The silliest part in all of this is that this case reflects the absolute ineptitude of most campaign finance law in American politics.
Using federal campaign funds to hide a mistress was only vaguely illegal back when Edwards was doing it in 2008. Now, after the Supreme Court’s Citizens United ruling what Edwards did was par for the course. I spoke to a Democratic strategist that I know about the Edwards case and campaign finance in general and he put it pretty succinctly.

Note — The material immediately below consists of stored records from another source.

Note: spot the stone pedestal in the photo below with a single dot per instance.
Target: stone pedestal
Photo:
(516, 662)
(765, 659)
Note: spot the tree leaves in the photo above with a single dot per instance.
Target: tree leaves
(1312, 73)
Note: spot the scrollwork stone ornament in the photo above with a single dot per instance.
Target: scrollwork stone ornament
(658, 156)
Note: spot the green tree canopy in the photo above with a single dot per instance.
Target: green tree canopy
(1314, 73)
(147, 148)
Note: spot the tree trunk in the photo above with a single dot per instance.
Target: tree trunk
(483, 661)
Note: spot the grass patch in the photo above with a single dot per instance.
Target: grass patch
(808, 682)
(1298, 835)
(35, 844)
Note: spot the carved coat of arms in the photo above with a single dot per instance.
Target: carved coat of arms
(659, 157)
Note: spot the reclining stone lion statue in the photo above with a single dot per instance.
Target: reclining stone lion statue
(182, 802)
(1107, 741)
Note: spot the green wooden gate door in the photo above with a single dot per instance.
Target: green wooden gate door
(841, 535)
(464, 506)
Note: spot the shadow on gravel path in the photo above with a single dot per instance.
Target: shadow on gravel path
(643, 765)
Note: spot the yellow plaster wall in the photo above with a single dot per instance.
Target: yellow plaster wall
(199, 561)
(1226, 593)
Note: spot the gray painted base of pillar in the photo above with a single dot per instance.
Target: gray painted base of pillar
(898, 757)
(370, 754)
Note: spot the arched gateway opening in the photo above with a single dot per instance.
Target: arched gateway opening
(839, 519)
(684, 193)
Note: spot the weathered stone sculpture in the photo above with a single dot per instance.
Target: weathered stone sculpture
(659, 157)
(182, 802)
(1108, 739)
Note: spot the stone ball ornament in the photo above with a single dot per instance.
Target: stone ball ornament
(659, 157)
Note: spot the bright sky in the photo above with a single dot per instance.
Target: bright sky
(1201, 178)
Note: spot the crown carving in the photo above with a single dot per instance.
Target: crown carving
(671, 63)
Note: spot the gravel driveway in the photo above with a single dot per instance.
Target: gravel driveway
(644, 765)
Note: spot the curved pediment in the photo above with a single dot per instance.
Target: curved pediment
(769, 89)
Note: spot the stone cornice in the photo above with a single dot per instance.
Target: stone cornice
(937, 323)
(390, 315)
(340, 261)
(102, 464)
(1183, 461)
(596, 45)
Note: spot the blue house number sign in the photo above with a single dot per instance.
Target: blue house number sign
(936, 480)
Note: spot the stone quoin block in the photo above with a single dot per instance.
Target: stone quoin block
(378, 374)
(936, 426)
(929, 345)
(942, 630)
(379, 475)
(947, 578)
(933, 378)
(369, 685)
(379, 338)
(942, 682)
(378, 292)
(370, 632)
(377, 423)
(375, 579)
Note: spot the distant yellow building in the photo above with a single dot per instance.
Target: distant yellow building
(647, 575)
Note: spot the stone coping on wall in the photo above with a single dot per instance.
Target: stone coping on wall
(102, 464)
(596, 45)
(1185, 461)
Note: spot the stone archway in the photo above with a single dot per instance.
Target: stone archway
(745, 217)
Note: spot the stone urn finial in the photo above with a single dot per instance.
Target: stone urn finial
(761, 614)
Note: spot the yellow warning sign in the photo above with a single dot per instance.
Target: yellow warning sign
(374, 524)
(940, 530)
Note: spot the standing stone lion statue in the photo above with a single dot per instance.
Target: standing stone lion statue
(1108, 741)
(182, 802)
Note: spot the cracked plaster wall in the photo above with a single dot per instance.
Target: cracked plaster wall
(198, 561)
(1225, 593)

“John Edwards knew what he was doing was wrong. The problem is that our campaign finance laws don’t know what’s wrong anymore,” said Democratic strategist Wyeth Ruthven at Qorvis Communications. “The Edwards case dealt with $925,000 in suspect contributions. Presidential SuperPACs have already spent more than $90 million in this election cycle. If Edwards had pulled this stunt in 2012, his deep-pocketed friends could have created the Restore Our Mistresses SuperPAC and the FEC would be powerless to stop them.”

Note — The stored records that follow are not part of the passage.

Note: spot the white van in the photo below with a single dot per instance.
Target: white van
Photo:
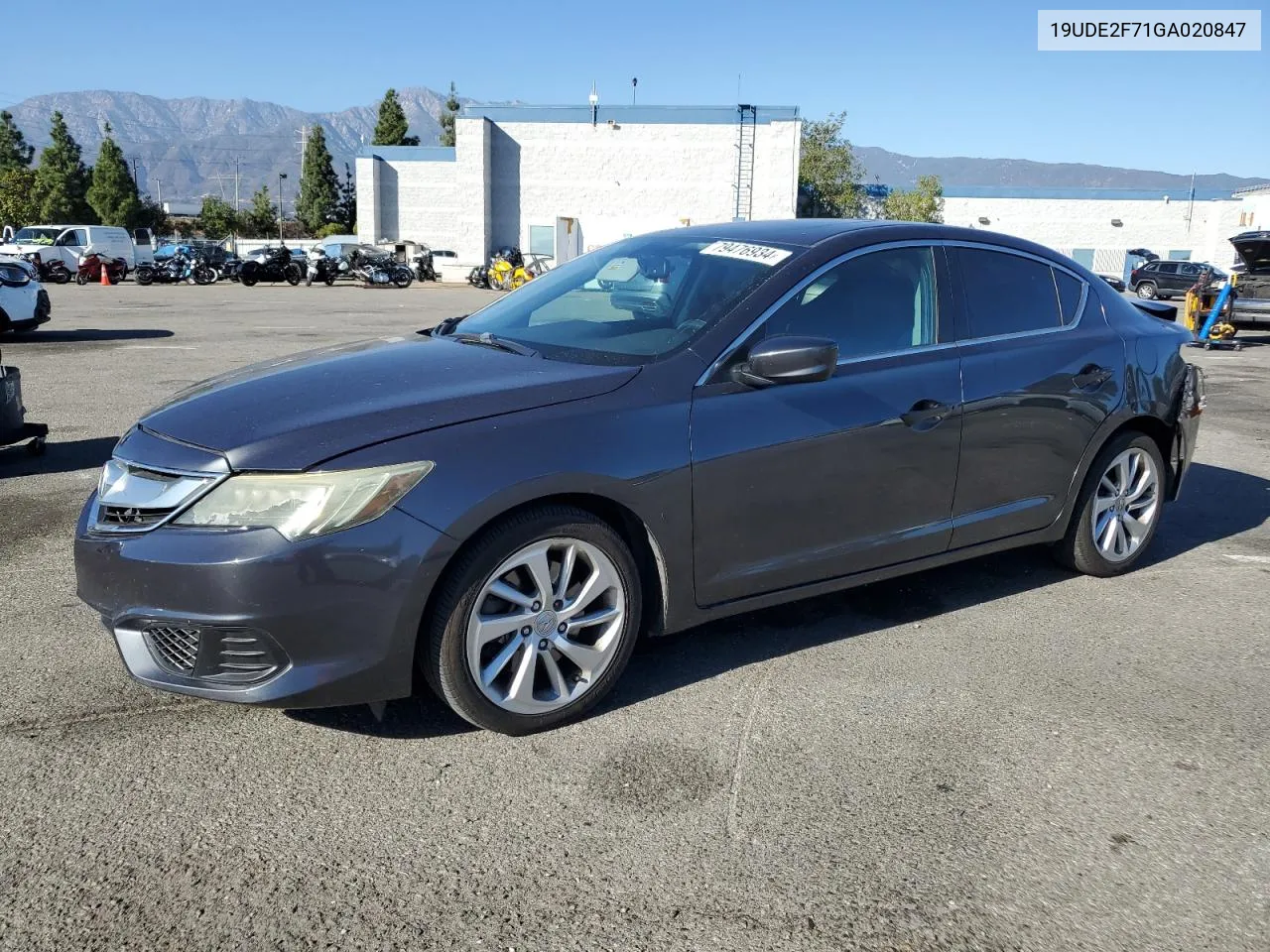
(70, 241)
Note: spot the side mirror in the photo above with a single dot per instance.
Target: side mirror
(788, 359)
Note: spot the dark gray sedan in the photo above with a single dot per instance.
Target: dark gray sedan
(674, 428)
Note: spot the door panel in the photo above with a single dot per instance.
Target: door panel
(801, 483)
(1033, 404)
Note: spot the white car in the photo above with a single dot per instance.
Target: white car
(24, 304)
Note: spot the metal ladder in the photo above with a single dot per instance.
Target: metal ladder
(747, 121)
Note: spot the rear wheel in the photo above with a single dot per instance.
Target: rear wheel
(535, 624)
(1118, 509)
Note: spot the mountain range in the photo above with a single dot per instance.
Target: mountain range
(187, 148)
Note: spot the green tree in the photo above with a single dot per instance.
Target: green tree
(347, 211)
(318, 185)
(447, 117)
(113, 193)
(150, 214)
(262, 218)
(217, 217)
(391, 126)
(828, 172)
(62, 180)
(19, 204)
(14, 151)
(922, 203)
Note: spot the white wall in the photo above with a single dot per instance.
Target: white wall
(1069, 223)
(616, 180)
(630, 178)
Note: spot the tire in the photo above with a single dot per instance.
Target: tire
(1079, 548)
(444, 655)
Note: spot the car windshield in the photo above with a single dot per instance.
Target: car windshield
(37, 236)
(630, 302)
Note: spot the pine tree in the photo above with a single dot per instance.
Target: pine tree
(62, 180)
(113, 193)
(347, 212)
(391, 126)
(18, 202)
(447, 117)
(318, 185)
(217, 217)
(262, 218)
(14, 151)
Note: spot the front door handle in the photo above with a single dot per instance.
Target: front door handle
(925, 414)
(1091, 377)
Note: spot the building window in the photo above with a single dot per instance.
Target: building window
(543, 240)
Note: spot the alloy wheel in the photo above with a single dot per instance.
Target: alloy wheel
(545, 626)
(1125, 504)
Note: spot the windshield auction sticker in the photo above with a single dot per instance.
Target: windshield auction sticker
(1148, 30)
(762, 254)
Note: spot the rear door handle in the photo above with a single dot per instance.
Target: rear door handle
(1091, 377)
(925, 414)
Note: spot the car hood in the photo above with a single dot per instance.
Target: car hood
(1254, 249)
(298, 412)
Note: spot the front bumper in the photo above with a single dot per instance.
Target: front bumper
(333, 620)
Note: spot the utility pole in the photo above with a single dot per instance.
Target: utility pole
(281, 177)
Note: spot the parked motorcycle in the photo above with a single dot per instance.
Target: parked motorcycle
(276, 266)
(322, 267)
(90, 268)
(382, 270)
(423, 264)
(54, 272)
(176, 270)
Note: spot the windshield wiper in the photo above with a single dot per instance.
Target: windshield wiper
(444, 327)
(488, 339)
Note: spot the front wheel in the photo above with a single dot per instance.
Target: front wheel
(535, 624)
(1119, 508)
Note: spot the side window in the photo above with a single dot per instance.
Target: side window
(875, 303)
(1006, 294)
(1069, 295)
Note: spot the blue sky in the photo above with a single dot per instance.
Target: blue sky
(924, 79)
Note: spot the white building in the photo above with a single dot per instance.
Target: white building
(1098, 226)
(559, 179)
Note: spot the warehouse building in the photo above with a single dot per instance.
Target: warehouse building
(561, 179)
(1098, 227)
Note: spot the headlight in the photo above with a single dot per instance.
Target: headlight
(307, 504)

So the real problem in this case wasn’t simply that the Justice Department was overzealous, although that played a role. The issue is that the entire spirit of campaign finance laws have changed so much in the last 4 years that you’re going to have a hard time finding a jury full of people who think that your friends slipping you some cash to help cover up a wild weekend in Vegas constitutes a federal crime.
Let us all hope that this throwback provincialism to the 90’s panty raids conducted by the Republicans against Clinton never rears its head in modern times again. I’m willing to wager that plenty of other candidates are doing the same thing as John Edwards did four years ago, it’s just that today they can get a Super PAC to cover for them.